Trump als gemeinsamer Nenner

Von Stefan Wolff | 21. Dezember 2017 | Ausgabe 51

Nach Krise fühlt sich das nicht an, was sich in diesem Jahr an den Finanzmärkten abgespielt hat. In ein paar Tagen, wenn die Bücher kurz geschlossen werden und Bilanz gezogen wird, wird der Deutsche Aktienindex (Dax) gut und gern 15 % zugelegt haben und das mit einer Rekordmarke jenseits der 13 000-Punkte-Marke im Rücken.

Foto: privat

Stefan Wolff arbeitet als Finanzjournalist u. a. für das ARD-Börsenstudio.

Vor gut zwölf Monaten waren die Zukunftsaussichten und Vorhersagen noch weit zurückhaltender ausgefallen. Beides – Zurückhaltung und Rekordfahrt – hat einen gemeinsamen Nenner: Trump.

Die unerwartete Wahl zum US-Präsidenten hat einen wahren Börsen-Hype ausgelöst.

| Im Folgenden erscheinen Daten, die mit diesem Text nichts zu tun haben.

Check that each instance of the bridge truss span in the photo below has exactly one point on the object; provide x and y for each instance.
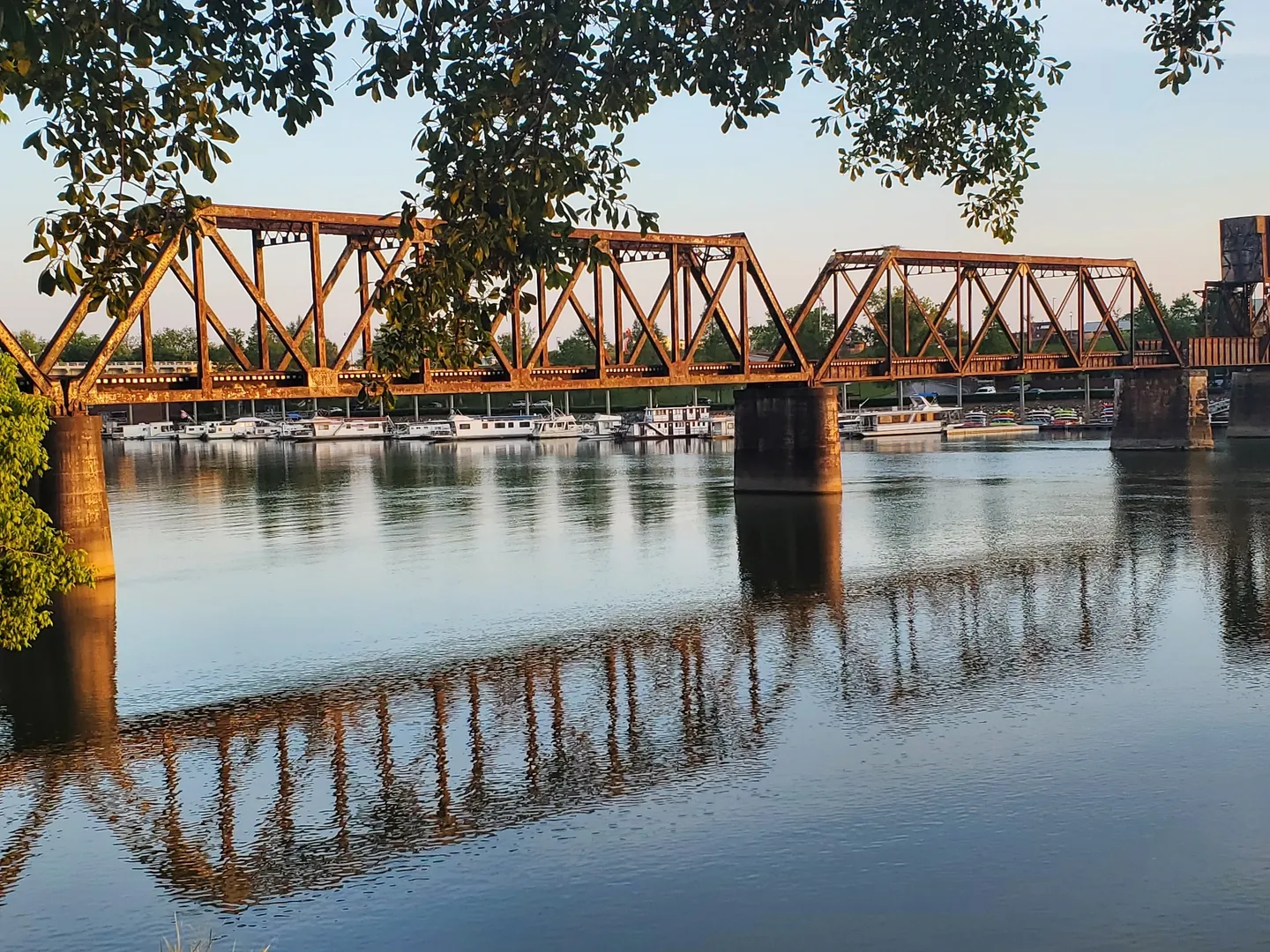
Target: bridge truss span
(658, 310)
(902, 314)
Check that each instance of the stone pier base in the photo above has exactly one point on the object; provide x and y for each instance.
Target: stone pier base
(1163, 410)
(788, 439)
(1250, 405)
(72, 492)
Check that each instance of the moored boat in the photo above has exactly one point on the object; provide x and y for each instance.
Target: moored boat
(669, 423)
(419, 429)
(601, 427)
(464, 427)
(556, 426)
(163, 429)
(256, 428)
(723, 427)
(921, 418)
(219, 429)
(324, 428)
(848, 423)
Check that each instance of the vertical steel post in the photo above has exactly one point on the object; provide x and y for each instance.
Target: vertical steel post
(205, 363)
(542, 320)
(319, 303)
(598, 303)
(675, 303)
(891, 328)
(363, 294)
(262, 323)
(1133, 324)
(147, 339)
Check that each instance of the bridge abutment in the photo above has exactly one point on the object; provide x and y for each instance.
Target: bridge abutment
(1250, 405)
(72, 492)
(1163, 409)
(788, 439)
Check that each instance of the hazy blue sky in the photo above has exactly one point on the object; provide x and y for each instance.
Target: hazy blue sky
(1127, 169)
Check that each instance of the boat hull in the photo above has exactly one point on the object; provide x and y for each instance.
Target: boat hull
(1013, 429)
(920, 428)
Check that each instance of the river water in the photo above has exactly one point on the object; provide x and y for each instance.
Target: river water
(579, 697)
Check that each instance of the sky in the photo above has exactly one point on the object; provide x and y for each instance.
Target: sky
(1125, 169)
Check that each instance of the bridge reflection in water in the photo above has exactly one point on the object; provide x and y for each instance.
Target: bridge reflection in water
(240, 802)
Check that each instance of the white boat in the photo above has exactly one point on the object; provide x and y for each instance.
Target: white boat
(256, 428)
(464, 427)
(669, 423)
(923, 417)
(421, 429)
(149, 430)
(112, 429)
(219, 429)
(601, 427)
(723, 427)
(556, 426)
(322, 428)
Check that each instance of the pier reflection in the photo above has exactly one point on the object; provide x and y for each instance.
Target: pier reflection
(63, 689)
(240, 802)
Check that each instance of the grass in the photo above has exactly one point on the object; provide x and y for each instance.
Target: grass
(179, 943)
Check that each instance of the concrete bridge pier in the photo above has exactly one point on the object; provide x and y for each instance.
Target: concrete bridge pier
(1250, 405)
(72, 492)
(1165, 409)
(788, 439)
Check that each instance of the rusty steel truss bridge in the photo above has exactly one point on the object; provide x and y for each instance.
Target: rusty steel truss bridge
(646, 316)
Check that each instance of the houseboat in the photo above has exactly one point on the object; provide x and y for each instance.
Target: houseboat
(163, 429)
(848, 424)
(323, 428)
(669, 423)
(464, 427)
(421, 429)
(256, 428)
(601, 427)
(923, 417)
(556, 426)
(723, 427)
(219, 429)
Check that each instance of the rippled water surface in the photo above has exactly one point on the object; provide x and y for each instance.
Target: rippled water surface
(481, 697)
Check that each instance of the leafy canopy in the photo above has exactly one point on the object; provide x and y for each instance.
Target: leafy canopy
(34, 559)
(524, 109)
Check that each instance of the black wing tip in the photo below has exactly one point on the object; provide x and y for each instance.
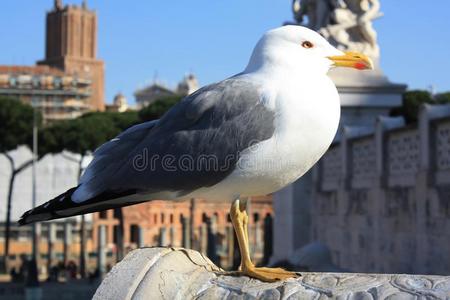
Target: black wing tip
(23, 220)
(45, 211)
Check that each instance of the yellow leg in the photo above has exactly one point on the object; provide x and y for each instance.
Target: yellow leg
(239, 218)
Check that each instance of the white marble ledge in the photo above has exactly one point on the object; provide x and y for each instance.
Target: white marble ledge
(175, 273)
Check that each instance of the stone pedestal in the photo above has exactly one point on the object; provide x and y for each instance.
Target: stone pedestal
(169, 273)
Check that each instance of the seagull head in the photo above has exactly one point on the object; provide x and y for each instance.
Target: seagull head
(299, 49)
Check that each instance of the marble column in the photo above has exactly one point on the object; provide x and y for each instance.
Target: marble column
(51, 238)
(67, 241)
(101, 253)
(186, 232)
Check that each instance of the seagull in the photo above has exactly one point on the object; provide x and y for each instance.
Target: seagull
(251, 134)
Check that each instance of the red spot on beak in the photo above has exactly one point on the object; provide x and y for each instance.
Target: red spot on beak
(360, 66)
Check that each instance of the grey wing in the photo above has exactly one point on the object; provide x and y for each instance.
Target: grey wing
(196, 144)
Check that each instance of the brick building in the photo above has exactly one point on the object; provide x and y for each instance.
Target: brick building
(198, 224)
(70, 80)
(71, 46)
(56, 94)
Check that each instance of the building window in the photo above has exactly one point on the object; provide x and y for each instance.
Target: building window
(134, 234)
(117, 213)
(103, 214)
(116, 234)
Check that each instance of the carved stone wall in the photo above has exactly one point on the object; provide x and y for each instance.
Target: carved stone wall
(388, 210)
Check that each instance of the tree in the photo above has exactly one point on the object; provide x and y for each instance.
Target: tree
(16, 127)
(411, 102)
(156, 109)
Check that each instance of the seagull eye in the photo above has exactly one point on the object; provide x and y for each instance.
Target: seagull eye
(307, 45)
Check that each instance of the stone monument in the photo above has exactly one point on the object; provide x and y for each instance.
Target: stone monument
(348, 25)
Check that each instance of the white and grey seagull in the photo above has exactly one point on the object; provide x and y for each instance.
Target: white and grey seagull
(251, 134)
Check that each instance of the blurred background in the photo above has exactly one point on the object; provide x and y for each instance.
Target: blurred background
(74, 74)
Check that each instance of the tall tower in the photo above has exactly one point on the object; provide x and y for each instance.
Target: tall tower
(71, 45)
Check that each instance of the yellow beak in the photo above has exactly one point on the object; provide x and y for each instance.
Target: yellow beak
(352, 60)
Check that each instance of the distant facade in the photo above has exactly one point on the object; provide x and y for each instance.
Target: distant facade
(197, 224)
(71, 46)
(70, 80)
(120, 104)
(151, 93)
(57, 95)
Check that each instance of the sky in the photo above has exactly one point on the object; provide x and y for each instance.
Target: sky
(145, 39)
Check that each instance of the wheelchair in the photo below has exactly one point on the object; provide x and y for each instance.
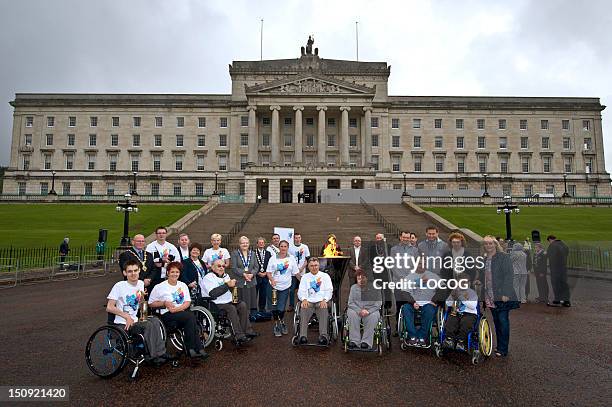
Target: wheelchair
(480, 337)
(332, 325)
(382, 333)
(434, 331)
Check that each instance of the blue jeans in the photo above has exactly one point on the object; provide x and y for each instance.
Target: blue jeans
(502, 329)
(278, 310)
(428, 313)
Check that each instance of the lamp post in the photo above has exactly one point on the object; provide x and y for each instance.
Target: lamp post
(134, 190)
(565, 194)
(486, 192)
(216, 192)
(507, 209)
(126, 207)
(52, 192)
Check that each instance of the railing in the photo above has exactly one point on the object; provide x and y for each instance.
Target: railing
(390, 228)
(238, 226)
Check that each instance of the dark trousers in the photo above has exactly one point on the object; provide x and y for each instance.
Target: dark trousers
(186, 321)
(558, 280)
(501, 319)
(457, 327)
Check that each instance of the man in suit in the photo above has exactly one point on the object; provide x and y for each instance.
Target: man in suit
(358, 260)
(137, 252)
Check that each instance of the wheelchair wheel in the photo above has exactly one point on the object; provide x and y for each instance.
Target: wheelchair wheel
(485, 337)
(106, 352)
(206, 325)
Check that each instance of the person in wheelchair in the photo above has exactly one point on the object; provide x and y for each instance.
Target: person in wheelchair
(314, 292)
(363, 308)
(123, 302)
(462, 316)
(421, 299)
(218, 286)
(173, 300)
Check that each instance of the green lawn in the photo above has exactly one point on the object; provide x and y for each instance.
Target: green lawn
(569, 224)
(38, 225)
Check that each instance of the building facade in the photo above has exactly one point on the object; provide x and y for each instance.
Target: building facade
(298, 126)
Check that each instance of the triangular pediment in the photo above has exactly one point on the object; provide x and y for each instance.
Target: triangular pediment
(309, 84)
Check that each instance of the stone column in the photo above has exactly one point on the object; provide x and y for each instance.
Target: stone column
(344, 141)
(253, 138)
(275, 135)
(321, 136)
(368, 138)
(297, 158)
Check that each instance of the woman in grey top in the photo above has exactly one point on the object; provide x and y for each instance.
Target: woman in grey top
(363, 306)
(244, 269)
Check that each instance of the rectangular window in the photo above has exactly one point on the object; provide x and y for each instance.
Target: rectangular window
(395, 141)
(565, 124)
(200, 162)
(460, 142)
(199, 189)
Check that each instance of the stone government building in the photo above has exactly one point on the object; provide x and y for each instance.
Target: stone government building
(302, 125)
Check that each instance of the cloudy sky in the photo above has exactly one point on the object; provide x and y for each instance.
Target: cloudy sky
(488, 48)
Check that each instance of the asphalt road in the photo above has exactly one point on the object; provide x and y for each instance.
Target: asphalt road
(557, 357)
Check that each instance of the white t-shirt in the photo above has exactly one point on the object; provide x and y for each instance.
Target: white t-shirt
(212, 281)
(178, 294)
(315, 288)
(211, 255)
(162, 249)
(282, 270)
(127, 296)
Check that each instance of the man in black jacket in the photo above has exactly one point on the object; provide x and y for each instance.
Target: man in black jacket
(557, 259)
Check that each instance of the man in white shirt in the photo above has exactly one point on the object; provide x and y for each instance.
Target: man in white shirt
(218, 286)
(315, 291)
(163, 253)
(123, 302)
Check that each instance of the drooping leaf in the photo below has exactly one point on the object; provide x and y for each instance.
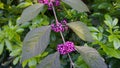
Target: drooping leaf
(35, 42)
(51, 61)
(81, 30)
(77, 5)
(30, 13)
(91, 57)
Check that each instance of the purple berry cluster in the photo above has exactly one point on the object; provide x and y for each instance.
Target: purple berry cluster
(66, 48)
(59, 26)
(50, 3)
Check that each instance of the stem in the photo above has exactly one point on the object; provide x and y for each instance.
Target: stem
(62, 37)
(54, 14)
(72, 64)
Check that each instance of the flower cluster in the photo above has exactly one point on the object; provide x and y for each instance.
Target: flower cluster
(50, 3)
(59, 26)
(66, 48)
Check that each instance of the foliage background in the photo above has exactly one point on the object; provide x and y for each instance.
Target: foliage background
(12, 35)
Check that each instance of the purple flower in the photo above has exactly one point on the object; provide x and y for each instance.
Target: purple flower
(56, 27)
(66, 48)
(49, 3)
(59, 26)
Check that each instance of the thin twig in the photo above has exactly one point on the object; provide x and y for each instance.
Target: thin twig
(72, 64)
(54, 13)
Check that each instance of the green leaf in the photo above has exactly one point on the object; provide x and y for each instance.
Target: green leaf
(77, 5)
(111, 38)
(8, 44)
(81, 30)
(35, 42)
(15, 61)
(116, 43)
(91, 57)
(24, 63)
(24, 4)
(1, 47)
(51, 61)
(111, 51)
(93, 29)
(15, 52)
(30, 12)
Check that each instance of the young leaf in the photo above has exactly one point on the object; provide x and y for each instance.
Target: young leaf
(77, 5)
(91, 57)
(81, 30)
(35, 42)
(30, 13)
(51, 61)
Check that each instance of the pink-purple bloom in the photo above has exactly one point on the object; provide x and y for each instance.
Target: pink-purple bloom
(50, 3)
(66, 48)
(59, 26)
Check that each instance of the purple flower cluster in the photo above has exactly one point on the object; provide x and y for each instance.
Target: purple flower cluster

Dabei waren die Kurse stets zurückgekuscht, hatte Trump mal in den Umfragen vorn gelegen. Nun aber hofften die Finanzwelt und die Wirtschaft auf Subventionen, Konjunkturprogramme, weniger Regulierung und niedrigere Steuern.

Bekommen haben sie davon nichts, was die Laune an den Märkten nicht weiter getrübt hat. Immerhin geht die umstrittene Steuerreform nun den Weg durchs Parlament. Ob die Steuererleichterungen jedoch den gewünschten Aufschwung bringen, ist fraglich.

Die noch amtierende Fed-Chefin bezweifelt dies. Janet Yellen hat mit Weitsichtigkeit und einer offenen Kommunikation die Zinswende in den USA eingeläutet und dreimal im Jahr 2017 den Leitzins angehoben, ohne die Märkte zu verschrecken. Dieses Kunststück muss ihr europäischer Kollege, Mario Draghi, noch vollbringen. Immerhin setzte auch die EZB die Segel in Richtung Zinswende. Sie wird ihre Anleihekäufe langsam zurückfahren. Über steigende Zinsen wird wohl nicht vor Ende 2018 diskutiert werden.

Niedrige Zinsen, günstiges Öl und ein gegenüber dem Dollar nicht allzu starker Euro waren die Schmierstoffe für Wirtschaft und Märkte. Die Firmengewinne konnten sich sehen lassen. Die Zahl der Pleiten sank, auch wenn es mit Air Berlin und Solarworld einige spektakuläre Fälle gegeben hat.

An den an sich günstigen Rahmenbedingungen wird sich so schnell nichts ändern. Einige Firmen werden aber Probleme ins nächste Jahr mitnehmen. So dürfte der Dieselskandal die Autohersteller weiter begleiten und belasten. Die brummenden Verkaufszahlen geben zwar für Bedenken keinen Raum, doch ist der Wandel zur E-Mobilität in vollem Gange.

Die Energieversorger plagen ähnliche Probleme. Sie werden den Kohleausstieg nur verzögern und nicht verhindern können. Ebenso knirscht es bei den Banken. Der niedrige Zins stellt das Geschäftsmodell auf den Kopf. Und so würde es kaum verwundern, wäre die Vermählung der Commerzbank mit einem französischen Institut eine der ersten Schlagzeilen des neuen Jahres. Politisch gewollt scheint es ja allemal.

In ihren Prognosen setzen die meisten Beobachter auf weitere Kursgewinne. Sie dürften – zumindest in den ersten Monaten des neuen Jahres – nicht enttäuscht werden.